2.Davalı- karşı davacı kadın vekili temyiz dilekçesinde özetle; istinaf dilekçesindeki kanun yolu itirazlarını tekrar ederek, kusur belirlemesi, kadın için kabul edilen tedbir ve yoksulluk nafakası miktarı, reddedilen tazminatlar yönünden temyiz başvurusunda bulunmuştur.
C. Gerekçe
1. Uyuşmazlık ve Hukuki Nitelendirme
Uyuşmazlık, karşılıklı açılan boşanma davasında taraf vekilleri tarafından dosyaya ibraz edilen feragat dilekçelerinin usulüne uygun olup olmadığı noktasında toplanmaktadır.
2. İlgili Hukuk
6100 sayılı Kanun’un 307,309 ve 310 uncu maddeleri, 369 uncu maddesinin birinci fıkrası ile 370 ve 371 inci maddeleri; 4721 sayılı Türk Medeni Kanunu'nun (4721 sayılı Kanun'un) 166 ncı maddesinin birinci fıkrası, 174 üncü maddesinin birinci ve ikinci fıkrası, 175 inci maddesi.
3.Değerlendirme
Vekâletnamesinde davadan feragat yetkisi bulunan davacı-davalı erkek vekili Av.... 25.06.2024 tarihli ve davalı-davacı kadın vekili Av. ... 25.06.2024 tarihli dilekçeleriyle mahkeme kararının boşanma yönünden kesinleştirilmesine, karar verilmesini talep etmişler, tarafların karşılıklı olarak birbirlerinden tedbir ve yoksulluk nafakası, maddî ve manevî tazminat talep etmeyeceklerini, bu haklarından feragat ettiklerini açıkça, kayıtsız ve şartsız olarak bildirmişlerdir.
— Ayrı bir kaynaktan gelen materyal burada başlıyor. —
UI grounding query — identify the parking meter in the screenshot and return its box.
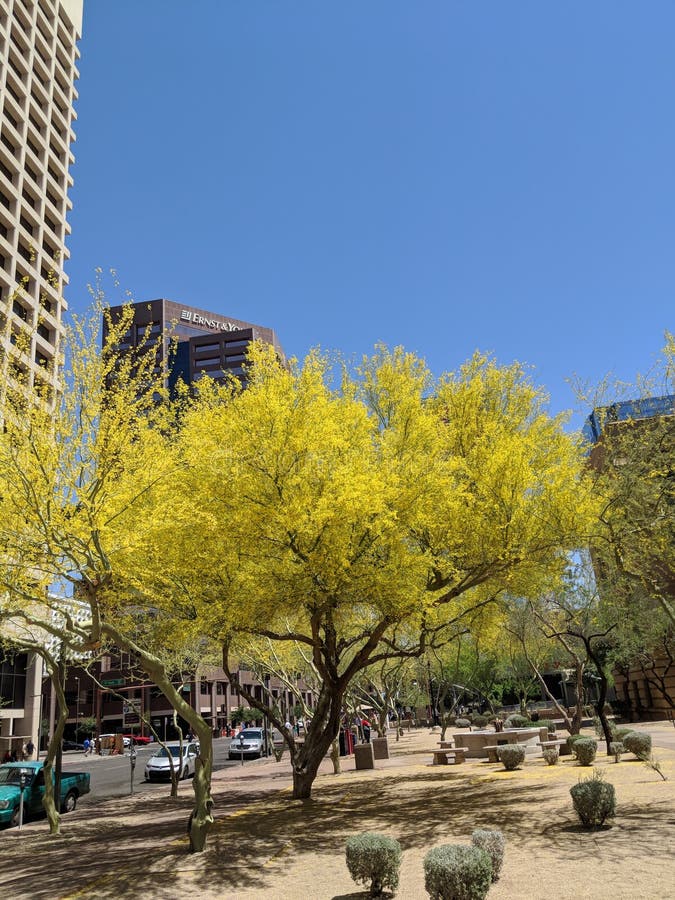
[129,745,136,794]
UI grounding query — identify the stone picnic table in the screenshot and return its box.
[453,727,548,759]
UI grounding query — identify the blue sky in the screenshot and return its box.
[67,0,675,426]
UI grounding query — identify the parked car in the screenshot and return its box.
[122,734,152,747]
[99,734,131,750]
[227,728,265,759]
[145,741,199,781]
[0,760,89,826]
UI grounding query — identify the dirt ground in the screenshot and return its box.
[0,723,675,900]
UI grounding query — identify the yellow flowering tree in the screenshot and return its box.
[166,347,594,798]
[0,298,212,849]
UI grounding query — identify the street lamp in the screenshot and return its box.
[75,675,80,744]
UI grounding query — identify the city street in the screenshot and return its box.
[57,738,255,806]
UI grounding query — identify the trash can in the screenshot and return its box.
[372,737,389,759]
[339,728,354,756]
[354,744,375,769]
7251 sayılı Hukuk Muhakemeleri Kanunu ile Bazı Kanunlarda Değişiklik Yapılması Hakkında Kanun’un 29 uncu maddesiyle 6100 sayılı Hukuk Muhakemeleri Kanunu'nun 310 uncu maddesine eklenen üçüncü fıkrasına göre feragatin, dosyanın temyiz incelemesine gönderilmesinden sonra yapılması hâlinde, Yargıtay temyiz incelemesi yapmaksızın dosyayı feragat hususunda ek karar verilmek üzere hükmü veren mahkemeye gönderir.
Buna göre temyiz incelemesi aşamasında ortaya çıkan feragat hususunda Mahkemece ek karar verilmesi gerekir.
KARAR
Açıklanan sebeple;
Dosyanın hükmü veren İlk Derece Mahkemesine GÖNDERİLMESİNE,
25.09.2024 tarihinde oy birliğiyle karar verildi.